Tuesday, July 08, 2008

James Taylor in Contemporary Fiction

I'm not quite sure why the last two novels I read featured James Taylor, but they both did, though they have very little else in common.

Genevieve, you were right: the first James-Taylor-featuring novel was Marisa De Los Santos' Belong to Me. I was having a bad reading period, either abandoning books or reading them and regretting it. The best thing to do when having a bad reading period is to obey Jenny. Actually, the best thing to do in general is probably to obey Jenny, but it is a particularly good idea to obey Jenny when it comes to matters literary, especially when she knows you and your tastes. At any rate, Jenny suggested Marisa De Los Santos and Joshilyn Jackson. I did not love the Jackson novel I started of the three I took out of the library, and then it was time to return the books, so maybe some other time. But I completely enjoyed Belong to Me: it was really an ideal read of the...what is it that I love? Ah yes, contemporary women's literary realism. Engaging characters, plot, location; good writing; a bit of maudlin melodrama, but not so much as to turn one off: really, I fear that I will damn this novel with faint praise, because it's hard to put my finger on why it was so enjoyable, I think perhaps because it was just so competent in the best sense of the word, which sounds like faint praise, but really isn't at all. (If you need a plot summary to decide whether you want to read it, you can go for the link, because I fear plot summary will sound like more faint praise! A woman and her husband move to the suburbs and meet a lot of neighbors, including the teen genius and his out-there mom, and the Queen Bee and her dying best friend, and their lives all get intertwined. Truly, the Queen Bee is the absolute best character, quite fabulous, though the teen genius is also quite great.)

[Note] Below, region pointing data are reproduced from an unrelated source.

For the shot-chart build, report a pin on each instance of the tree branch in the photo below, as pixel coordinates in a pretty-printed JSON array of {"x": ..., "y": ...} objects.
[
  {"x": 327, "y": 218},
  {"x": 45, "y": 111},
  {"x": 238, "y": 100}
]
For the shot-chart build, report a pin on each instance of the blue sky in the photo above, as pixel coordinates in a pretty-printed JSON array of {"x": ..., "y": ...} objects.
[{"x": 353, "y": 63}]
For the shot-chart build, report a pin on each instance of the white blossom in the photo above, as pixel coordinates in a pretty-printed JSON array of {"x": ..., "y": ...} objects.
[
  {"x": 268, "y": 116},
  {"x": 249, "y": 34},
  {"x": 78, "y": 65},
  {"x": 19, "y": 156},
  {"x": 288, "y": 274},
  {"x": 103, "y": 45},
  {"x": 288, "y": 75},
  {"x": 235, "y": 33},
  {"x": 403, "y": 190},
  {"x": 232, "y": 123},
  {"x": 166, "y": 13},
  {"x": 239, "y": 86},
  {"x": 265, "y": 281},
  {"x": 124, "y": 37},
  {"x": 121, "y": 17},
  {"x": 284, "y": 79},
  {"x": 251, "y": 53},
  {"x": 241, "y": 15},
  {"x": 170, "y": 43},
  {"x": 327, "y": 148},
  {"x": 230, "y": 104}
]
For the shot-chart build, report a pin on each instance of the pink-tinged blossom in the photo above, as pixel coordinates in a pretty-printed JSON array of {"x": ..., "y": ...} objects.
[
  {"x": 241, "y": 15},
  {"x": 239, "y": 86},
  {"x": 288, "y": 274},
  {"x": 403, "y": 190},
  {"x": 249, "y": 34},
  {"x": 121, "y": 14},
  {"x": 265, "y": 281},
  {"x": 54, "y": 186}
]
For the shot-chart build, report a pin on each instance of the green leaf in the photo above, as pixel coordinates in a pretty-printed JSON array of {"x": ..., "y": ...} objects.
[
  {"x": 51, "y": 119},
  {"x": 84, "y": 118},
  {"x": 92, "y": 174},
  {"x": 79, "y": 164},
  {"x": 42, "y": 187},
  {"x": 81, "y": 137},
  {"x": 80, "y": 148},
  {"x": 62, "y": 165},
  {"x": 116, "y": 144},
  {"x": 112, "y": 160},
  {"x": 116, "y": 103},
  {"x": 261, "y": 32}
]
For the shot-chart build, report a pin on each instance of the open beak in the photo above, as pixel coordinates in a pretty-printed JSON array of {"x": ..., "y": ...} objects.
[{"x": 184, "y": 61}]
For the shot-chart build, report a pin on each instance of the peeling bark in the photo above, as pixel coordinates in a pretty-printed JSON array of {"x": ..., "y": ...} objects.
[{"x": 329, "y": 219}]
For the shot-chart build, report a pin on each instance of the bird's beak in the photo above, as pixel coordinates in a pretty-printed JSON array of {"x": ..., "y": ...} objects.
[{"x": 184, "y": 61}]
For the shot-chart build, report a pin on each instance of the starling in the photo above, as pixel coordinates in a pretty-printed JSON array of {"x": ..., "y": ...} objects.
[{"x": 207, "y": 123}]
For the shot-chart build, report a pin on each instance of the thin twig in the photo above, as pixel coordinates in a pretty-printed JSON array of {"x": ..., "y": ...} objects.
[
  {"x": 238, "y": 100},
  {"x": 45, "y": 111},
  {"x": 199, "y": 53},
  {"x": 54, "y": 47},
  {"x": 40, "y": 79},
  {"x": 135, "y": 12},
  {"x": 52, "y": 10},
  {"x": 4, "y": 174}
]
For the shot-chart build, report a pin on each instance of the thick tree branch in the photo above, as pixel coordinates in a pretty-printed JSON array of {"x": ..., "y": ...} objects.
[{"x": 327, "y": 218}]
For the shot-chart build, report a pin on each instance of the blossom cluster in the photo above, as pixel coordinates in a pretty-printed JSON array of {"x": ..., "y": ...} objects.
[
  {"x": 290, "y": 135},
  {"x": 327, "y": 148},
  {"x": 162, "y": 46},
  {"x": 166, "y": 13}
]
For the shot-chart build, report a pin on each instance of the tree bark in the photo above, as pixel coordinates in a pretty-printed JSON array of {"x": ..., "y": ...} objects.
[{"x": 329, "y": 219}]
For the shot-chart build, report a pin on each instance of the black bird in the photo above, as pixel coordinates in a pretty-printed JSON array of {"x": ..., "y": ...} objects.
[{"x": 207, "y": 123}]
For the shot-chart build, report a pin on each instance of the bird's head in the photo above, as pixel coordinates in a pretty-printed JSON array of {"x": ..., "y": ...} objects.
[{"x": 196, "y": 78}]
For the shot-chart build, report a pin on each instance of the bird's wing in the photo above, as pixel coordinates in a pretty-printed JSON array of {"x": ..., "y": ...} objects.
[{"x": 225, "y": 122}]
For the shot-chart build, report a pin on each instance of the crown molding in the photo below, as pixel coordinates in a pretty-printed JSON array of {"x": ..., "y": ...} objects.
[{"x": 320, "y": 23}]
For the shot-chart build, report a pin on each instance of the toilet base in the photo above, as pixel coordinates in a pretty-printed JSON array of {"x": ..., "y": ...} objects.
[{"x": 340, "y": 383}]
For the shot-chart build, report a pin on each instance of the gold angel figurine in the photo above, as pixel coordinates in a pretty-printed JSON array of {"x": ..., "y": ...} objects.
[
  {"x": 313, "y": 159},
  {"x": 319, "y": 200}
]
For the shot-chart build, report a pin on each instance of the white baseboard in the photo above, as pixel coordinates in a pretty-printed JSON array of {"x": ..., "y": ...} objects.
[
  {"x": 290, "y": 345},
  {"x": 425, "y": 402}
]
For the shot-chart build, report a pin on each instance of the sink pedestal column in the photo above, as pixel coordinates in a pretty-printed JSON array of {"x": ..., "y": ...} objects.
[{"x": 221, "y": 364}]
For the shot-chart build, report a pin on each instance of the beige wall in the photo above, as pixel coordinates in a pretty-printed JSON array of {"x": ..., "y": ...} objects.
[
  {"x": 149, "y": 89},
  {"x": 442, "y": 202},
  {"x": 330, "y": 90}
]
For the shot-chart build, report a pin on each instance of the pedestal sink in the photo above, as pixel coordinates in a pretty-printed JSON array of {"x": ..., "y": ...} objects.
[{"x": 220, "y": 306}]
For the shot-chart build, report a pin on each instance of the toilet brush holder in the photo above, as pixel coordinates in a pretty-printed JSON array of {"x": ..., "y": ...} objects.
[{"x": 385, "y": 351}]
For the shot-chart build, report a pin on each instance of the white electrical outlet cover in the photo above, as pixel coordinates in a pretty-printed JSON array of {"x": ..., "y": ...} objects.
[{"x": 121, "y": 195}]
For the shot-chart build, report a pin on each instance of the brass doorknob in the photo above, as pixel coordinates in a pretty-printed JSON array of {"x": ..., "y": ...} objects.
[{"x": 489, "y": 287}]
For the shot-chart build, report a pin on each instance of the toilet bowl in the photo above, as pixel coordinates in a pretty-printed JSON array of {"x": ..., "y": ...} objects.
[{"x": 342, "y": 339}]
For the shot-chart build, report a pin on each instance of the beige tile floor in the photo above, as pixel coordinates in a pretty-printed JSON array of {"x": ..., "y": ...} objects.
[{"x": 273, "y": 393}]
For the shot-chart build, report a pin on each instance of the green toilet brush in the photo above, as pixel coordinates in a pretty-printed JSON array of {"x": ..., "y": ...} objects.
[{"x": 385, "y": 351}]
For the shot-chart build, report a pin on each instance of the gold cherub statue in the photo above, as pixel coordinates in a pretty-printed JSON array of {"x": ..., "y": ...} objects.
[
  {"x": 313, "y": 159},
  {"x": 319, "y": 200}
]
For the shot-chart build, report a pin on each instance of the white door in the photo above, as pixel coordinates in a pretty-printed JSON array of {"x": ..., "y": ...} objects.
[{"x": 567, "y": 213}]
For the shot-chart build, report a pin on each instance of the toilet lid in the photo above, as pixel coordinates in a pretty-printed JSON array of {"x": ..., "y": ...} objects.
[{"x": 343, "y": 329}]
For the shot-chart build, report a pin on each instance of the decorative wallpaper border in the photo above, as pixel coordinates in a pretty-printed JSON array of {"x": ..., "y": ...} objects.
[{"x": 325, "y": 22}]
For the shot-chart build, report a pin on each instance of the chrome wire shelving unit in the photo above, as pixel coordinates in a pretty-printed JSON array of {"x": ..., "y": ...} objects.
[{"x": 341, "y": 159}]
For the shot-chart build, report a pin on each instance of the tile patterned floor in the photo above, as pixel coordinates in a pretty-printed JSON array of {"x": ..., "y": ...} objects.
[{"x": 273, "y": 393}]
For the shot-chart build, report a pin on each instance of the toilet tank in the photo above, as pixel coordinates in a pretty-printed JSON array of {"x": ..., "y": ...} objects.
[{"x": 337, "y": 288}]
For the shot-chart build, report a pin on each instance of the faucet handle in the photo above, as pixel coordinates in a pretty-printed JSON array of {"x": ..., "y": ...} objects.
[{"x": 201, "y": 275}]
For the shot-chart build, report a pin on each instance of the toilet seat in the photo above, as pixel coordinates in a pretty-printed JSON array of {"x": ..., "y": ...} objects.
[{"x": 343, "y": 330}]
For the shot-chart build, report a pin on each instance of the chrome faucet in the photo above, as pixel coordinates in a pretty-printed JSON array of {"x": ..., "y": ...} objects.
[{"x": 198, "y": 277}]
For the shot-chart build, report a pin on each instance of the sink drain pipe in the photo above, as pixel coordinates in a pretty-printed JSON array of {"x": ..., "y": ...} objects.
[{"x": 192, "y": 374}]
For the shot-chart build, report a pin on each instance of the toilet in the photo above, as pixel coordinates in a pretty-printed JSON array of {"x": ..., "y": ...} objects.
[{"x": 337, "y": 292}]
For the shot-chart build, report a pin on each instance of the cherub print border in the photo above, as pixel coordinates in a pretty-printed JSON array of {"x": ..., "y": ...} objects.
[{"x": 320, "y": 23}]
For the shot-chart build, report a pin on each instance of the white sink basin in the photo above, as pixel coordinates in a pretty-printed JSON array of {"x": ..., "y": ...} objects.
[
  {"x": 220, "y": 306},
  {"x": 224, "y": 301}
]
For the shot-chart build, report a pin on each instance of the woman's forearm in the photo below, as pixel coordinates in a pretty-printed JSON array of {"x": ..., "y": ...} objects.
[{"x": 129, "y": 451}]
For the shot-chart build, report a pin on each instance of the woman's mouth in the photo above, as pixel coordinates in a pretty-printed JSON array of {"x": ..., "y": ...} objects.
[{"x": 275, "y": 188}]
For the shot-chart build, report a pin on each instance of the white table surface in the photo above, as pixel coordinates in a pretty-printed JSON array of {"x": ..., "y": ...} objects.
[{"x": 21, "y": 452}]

The other novel with James Taylor in it is Sophie Dahl's Playing With the Grown-ups, and I have to say first off, that I have great difficulty telling the Freud girls and the Dahl girls apart. There are the imposing grandfathers, to begin with, and then they all seem to appear in British Vogue and design hats and write novels all at the same time, and maybe some of them are even artists--and oh my gosh, my mid-blogging googling has just proved that Sophie Dahl's new book is basically the same thing as Esther Freud's old book, so I am clearly onto something with the Dahls and Freuds (and what would Sigmund say about that giant peach?!). At any rate, this book was quite ridiculous: it was a coming-of-age novel, and basically had no plot except the heroine's mother being wack and the child heroine becoming a teenager heroine and getting bad, and then clearly getting good, because there is also a part set in the present when she is pregnant and married and obviously good, but you never see how she got from bad back to good, because she was quite good as a child, only adolescence and her terrible mother were the problem, and this is striking a bit close to home (not me, but my recent teenager), and really this book is not worth talking about much more. It wasn't BAD; it just wasn't very good, and really there was not much of a reason for it to exist, except perhaps for me to have my Freud/Dahl insight. But it did have James Taylor.

2 comments:

addy said...

I like when you use the word "wack." It's funny.

Anonymous said...

Now I'll be forever thinking about Freud and the Giant Peach!

Did you read de los Santos' first book? Love Walked In, which is terrific and has all the beginning of the story about Cornelia and Clare. I was so excited to see that Belong to Me was a sequel.